The revenue trajectory is doing the talking. Research firm Sacra estimates Fireworks hit about $315 million in annualized revenue in February 2026, up 416% year over year — the kind of curve that explains why an investor already on the cap table would lead the next round rather than sit it out.
What the company sells
Founded in 2022 and based in Redwood City, Fireworks was started by CEO Lin Qiao, a former Meta engineer. Its pitch is narrow and increasingly valuable: run inference for open-weight LLMs and generative models faster and cheaper than teams can self-host. The platform exposes OpenAI-compatible endpoints, offers both serverless and dedicated-GPU deployments, and layers optimizations on serving stacks like vLLM, SGLang and TensorRT. Fireworks reportedly processes around 15 trillion tokens per day.

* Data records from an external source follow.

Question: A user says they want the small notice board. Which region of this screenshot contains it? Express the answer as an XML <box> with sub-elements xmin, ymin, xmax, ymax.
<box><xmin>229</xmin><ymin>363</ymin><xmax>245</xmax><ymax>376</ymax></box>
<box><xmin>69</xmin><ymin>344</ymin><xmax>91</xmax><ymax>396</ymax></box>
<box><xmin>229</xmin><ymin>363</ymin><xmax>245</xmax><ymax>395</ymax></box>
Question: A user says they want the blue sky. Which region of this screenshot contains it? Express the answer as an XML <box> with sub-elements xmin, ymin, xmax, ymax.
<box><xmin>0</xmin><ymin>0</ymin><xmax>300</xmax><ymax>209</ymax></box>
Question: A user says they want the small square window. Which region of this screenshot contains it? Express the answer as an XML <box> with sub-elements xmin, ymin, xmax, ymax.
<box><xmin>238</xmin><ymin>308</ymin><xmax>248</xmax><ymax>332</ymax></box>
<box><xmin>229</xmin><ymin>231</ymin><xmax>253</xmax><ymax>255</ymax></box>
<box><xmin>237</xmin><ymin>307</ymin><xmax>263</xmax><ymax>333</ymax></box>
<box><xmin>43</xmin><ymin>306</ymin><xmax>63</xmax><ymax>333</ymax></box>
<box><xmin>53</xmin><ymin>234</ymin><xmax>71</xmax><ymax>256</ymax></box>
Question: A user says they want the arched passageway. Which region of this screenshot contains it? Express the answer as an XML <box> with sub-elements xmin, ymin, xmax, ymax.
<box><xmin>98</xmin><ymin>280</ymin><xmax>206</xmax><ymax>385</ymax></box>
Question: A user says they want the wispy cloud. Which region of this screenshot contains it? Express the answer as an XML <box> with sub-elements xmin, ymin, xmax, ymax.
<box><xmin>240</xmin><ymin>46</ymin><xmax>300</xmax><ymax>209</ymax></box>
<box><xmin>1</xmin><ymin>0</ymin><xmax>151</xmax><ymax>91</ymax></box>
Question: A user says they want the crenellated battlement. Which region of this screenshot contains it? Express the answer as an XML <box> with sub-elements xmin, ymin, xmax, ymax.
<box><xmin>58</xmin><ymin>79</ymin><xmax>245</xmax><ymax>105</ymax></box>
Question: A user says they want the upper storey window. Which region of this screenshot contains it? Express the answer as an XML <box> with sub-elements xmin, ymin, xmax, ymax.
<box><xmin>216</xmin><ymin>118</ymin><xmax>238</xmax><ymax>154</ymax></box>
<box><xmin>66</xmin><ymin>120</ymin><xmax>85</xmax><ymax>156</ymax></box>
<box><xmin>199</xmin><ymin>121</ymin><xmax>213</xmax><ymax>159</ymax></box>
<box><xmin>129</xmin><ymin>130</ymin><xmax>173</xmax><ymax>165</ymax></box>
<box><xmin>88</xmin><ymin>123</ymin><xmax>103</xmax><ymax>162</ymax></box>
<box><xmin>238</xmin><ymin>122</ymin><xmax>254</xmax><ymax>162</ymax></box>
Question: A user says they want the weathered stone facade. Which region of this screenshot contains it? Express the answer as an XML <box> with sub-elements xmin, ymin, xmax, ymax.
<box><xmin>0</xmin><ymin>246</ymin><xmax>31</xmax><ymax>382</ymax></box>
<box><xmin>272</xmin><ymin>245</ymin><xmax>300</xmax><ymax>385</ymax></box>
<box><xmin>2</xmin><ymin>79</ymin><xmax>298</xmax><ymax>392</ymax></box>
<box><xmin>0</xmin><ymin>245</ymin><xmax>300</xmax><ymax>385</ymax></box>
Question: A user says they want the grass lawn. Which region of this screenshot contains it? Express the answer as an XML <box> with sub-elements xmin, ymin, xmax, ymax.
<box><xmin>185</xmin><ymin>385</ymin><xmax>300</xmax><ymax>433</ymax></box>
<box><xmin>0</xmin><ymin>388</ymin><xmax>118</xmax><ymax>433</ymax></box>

That positions it squarely in the serverless-inference tier alongside Together AI, DeepInfra and Replicate, with Baseten — fresh off a $300 million Series E at a $5 billion valuation in January 2026 — pushing hardest on the enterprise engineering angle. Custom-silicon vendors Groq, Cerebras and SambaNova attack the same workloads from the hardware side, competing on raw throughput.
Why inference is the trade
The round is a bet that serving models, not training them, is where durable margin sits. As frontier-lab capex balloons into the hundreds of billions, the practical question for enterprises is who runs their open-weight checkpoints at production scale without per-token costs spiraling. NVIDIA notes leading providers — Baseten, DeepInfra, Fireworks and Together among them — are cutting cost per token by up to 10x on Blackwell-class hardware, which is exactly what makes open-weight deployment viable against closed-API incumbents.
What it means for builders
For teams choosing an inference layer, a $15 billion Fireworks is a vendor with the balance sheet to commit GPU capacity and hold pricing — but also one under pressure to monetize. The recurring reasons teams migrate off any single provider remain the same: per-token cost at scale, dedicated-GPU control, model-catalog breadth for newer checkpoints, and fine-tune portability. The smart play is to keep deployments on OpenAI-compatible endpoints so the inference layer stays swappable, no matter whose valuation is climbing this quarter.